File: src/03-complex-data/use-onthology.py

This script demonstrates how providing an existing ontology as context can help the model describe an image using the specific terminology and structure defined in that ontology.

Code Breakdown:

  • Client Setup & Image Prep: Standard client, uses get_image_data_url for reference.png.
  • Load Ontology: Reads the content of the previously generated screws.xml file.
  • Construct Prompt:
    • system message: Tells the model to use the provided ontology to describe the image.
    • user message content list:
      • A text part containing the entire content of the screws.xml ontology.
      • An image_url part for reference.png.
# Read ontology_content from screws.xml

response = client.chat.completions.create(
    messages=[
        {
            "role": "system",
            "content": "You are a helpful assistant that describes images in details.
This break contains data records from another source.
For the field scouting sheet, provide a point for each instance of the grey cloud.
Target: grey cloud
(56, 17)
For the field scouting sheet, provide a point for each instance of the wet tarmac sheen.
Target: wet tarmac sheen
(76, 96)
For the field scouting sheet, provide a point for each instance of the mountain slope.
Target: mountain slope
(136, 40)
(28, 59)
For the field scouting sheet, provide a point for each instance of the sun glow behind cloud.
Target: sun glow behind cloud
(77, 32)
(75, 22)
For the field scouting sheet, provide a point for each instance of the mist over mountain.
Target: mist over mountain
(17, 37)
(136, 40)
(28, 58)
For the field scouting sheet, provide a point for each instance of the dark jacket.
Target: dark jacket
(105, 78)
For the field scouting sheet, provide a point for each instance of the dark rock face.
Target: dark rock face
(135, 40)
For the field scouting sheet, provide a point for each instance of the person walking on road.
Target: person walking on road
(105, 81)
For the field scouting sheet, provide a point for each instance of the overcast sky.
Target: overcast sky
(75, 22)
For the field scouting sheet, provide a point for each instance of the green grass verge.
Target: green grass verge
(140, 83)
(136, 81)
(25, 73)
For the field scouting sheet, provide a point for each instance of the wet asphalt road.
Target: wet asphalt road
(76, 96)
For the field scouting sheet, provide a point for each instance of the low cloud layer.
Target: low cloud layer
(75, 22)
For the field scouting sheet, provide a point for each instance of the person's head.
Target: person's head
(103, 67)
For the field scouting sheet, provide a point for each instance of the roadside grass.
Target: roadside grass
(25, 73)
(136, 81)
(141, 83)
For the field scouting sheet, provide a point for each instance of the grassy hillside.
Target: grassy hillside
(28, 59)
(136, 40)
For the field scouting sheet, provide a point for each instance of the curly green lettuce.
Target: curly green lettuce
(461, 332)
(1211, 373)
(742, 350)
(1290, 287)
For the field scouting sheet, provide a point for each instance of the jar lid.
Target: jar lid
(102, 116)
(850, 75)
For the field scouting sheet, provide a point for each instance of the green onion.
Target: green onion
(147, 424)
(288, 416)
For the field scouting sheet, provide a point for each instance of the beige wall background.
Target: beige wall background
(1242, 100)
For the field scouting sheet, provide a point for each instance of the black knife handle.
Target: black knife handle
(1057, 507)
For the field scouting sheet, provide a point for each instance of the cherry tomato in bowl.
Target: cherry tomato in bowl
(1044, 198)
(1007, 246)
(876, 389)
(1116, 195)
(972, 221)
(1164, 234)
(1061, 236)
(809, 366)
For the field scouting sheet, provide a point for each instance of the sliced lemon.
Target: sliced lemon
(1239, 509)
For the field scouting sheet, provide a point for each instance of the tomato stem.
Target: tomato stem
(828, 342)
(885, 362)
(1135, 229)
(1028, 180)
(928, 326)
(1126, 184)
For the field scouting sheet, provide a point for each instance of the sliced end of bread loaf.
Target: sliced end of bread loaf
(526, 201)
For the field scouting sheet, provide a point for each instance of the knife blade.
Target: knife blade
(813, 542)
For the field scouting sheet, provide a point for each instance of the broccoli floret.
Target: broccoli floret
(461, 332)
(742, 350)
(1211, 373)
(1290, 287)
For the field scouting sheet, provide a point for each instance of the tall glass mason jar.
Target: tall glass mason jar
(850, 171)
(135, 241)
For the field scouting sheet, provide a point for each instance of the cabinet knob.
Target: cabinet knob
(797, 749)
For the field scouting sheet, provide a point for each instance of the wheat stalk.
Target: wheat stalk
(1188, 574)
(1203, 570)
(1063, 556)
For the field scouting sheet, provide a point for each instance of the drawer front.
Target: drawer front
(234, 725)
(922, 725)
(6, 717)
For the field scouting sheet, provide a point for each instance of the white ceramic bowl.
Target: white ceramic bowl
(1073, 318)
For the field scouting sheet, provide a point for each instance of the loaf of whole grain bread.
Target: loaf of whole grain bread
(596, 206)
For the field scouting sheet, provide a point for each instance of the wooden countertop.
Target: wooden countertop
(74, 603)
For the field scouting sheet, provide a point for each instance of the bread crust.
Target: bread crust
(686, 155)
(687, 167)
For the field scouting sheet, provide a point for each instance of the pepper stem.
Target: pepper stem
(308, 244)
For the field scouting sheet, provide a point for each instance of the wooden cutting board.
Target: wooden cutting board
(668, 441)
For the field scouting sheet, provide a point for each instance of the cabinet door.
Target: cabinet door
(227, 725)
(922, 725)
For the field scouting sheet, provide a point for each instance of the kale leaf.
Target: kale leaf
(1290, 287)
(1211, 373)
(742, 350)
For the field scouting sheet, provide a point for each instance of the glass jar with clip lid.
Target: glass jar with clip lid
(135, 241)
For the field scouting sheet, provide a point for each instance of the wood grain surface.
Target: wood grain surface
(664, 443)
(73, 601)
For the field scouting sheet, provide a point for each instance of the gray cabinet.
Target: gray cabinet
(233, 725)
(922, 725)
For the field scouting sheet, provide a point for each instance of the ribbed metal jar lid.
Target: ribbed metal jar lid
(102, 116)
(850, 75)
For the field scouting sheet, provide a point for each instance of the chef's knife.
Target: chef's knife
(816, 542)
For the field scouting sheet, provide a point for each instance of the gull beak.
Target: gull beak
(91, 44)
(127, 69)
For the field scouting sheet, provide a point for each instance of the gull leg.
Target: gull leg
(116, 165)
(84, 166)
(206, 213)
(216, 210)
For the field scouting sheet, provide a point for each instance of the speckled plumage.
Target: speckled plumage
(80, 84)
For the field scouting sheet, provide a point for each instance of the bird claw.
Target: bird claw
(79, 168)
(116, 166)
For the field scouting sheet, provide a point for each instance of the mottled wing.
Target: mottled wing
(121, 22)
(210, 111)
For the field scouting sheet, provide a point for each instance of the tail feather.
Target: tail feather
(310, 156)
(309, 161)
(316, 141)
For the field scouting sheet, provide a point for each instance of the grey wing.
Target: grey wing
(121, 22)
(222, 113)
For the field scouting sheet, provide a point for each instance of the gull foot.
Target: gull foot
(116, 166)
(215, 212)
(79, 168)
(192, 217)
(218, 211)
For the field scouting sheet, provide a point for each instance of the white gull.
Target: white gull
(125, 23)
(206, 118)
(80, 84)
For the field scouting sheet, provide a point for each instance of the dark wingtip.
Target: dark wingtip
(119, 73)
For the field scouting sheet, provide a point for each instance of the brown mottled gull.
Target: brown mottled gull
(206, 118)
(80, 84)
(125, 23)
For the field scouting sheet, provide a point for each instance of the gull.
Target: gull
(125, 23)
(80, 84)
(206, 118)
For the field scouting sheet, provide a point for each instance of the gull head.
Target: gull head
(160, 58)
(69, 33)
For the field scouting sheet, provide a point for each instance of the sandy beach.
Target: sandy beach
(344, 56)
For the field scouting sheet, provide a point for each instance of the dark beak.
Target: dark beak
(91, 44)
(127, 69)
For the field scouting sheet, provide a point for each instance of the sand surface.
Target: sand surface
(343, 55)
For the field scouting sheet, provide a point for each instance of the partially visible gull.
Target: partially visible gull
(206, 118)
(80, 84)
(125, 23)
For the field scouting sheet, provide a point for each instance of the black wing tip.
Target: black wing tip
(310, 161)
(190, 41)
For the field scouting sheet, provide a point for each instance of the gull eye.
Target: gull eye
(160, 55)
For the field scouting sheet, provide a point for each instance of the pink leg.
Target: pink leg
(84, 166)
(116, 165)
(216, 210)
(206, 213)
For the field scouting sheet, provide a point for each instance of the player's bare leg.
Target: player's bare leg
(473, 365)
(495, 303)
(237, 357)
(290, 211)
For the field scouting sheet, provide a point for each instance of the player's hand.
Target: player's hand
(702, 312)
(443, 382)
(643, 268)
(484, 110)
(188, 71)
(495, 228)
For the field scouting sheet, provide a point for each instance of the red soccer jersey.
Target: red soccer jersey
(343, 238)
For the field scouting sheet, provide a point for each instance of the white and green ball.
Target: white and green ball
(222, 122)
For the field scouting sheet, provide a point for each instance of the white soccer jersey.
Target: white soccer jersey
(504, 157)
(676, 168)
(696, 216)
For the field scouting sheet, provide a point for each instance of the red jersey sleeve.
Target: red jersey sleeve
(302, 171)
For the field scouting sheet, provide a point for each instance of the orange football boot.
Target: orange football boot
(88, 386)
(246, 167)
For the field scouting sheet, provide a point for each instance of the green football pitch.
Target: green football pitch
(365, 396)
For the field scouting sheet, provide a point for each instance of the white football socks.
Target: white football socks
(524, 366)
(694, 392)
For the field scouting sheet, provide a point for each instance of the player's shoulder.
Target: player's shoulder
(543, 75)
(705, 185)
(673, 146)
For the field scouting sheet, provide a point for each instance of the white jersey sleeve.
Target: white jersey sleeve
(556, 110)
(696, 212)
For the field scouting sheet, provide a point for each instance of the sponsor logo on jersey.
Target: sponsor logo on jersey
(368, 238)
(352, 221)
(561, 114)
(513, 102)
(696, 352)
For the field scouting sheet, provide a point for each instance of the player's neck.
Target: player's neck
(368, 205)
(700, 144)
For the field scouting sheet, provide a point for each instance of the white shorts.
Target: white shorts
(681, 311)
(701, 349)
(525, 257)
Make use of the onology provided to describe the image.",
        },
        {
            "role": "user",
            "content": [
                {
                    "type": "text",
                    "text": ontology_content, # Provide the ontology as context
                },
                {
                    "type": "image_url",
                    "image_url": {
                        "url": get_image_data_url("reference.png", "png"),
                    },
                },
            ],
        },
    ],
    model=model_name, # Note: Uses gpt-4o, which is recommended for better ontology understanding
)

print(response.choices[0].message.content)

To Run:

cd /home/ubuntu/agentic-playground/src/03-complex-data
# Ensure screws.xml and reference.png exist
python use-onthology.py

The output should be a description of reference.png that attempts to use the classes and properties defined in screws.xml.

3. Parsing Structured Documents (Invoice Example)

File: src/03-complex-data/parse_invoice.py

This script uses a multimodal model to extract information from an image of an invoice and populate a predefined XML template (XRechnung format).

Code Breakdown:

  • Download Invoice: Downloads a sample invoice image (rechnungsvorlage.jpg) if it doesn't exist locally.
  • Client Setup & Image Prep: Standard client, uses get_image_data_url for the downloaded invoice.jpg.
  • Load Template & Explanation: Reads the target XML structure from invoice_template.xml and additional context/instructions from invoice_explaination.txt.
  • Construct System Prompt: Combines instructions ("extract invoice information... create a XRechnung Beispiel XML...") with the content of the template XML file. This gives the model the target schema.
system_prompt = """
Look at the image attached as input to extract all the invoice information... create a XRechnung Beispiel XML filled with all known values...
"""
# Read invoice_xml_content from invoice_template.xml
system_prompt = system_prompt + invoice_xml_content
# Optionally add content from invoice_explaination.txt
  • API Call: Sends the combined system prompt and the invoice image URL.
response = client.chat.completions.create(
    messages=[
        {
            "role": "system",
            "content": system_prompt,
        },
        {
            "role": "user",
            "content": [
                {
                    "type": "text",
                    "text": "Extract all invoice data from this image.",
                },
                {
                    "type": "image_url",
                    "image_url": {
                        "url": get_image_data_url("invoice.jpg", "jpg"),
                    },
                },
            ],
        },
    ],
    model=model_name,
)
  • Save Output: Extracts the generated XML from the response and saves it to invoice_parsed.xml.

To Run:

cd /home/ubuntu/agentic-playground/src/03-complex-data
# Install requests if needed: pip install requests
python parse_invoice.py

Inspect invoice_parsed.xml. Compare it with invoice_template.xml and the original invoice.jpg to see how well the model extracted the data and filled the structure.



This concludes Day 1, covering foundational interactions, multimodal inputs, and handling structured data. Day 2 will build on this by exploring how to give agents tools to solve more complex problems and implement basic autonomous agent patterns.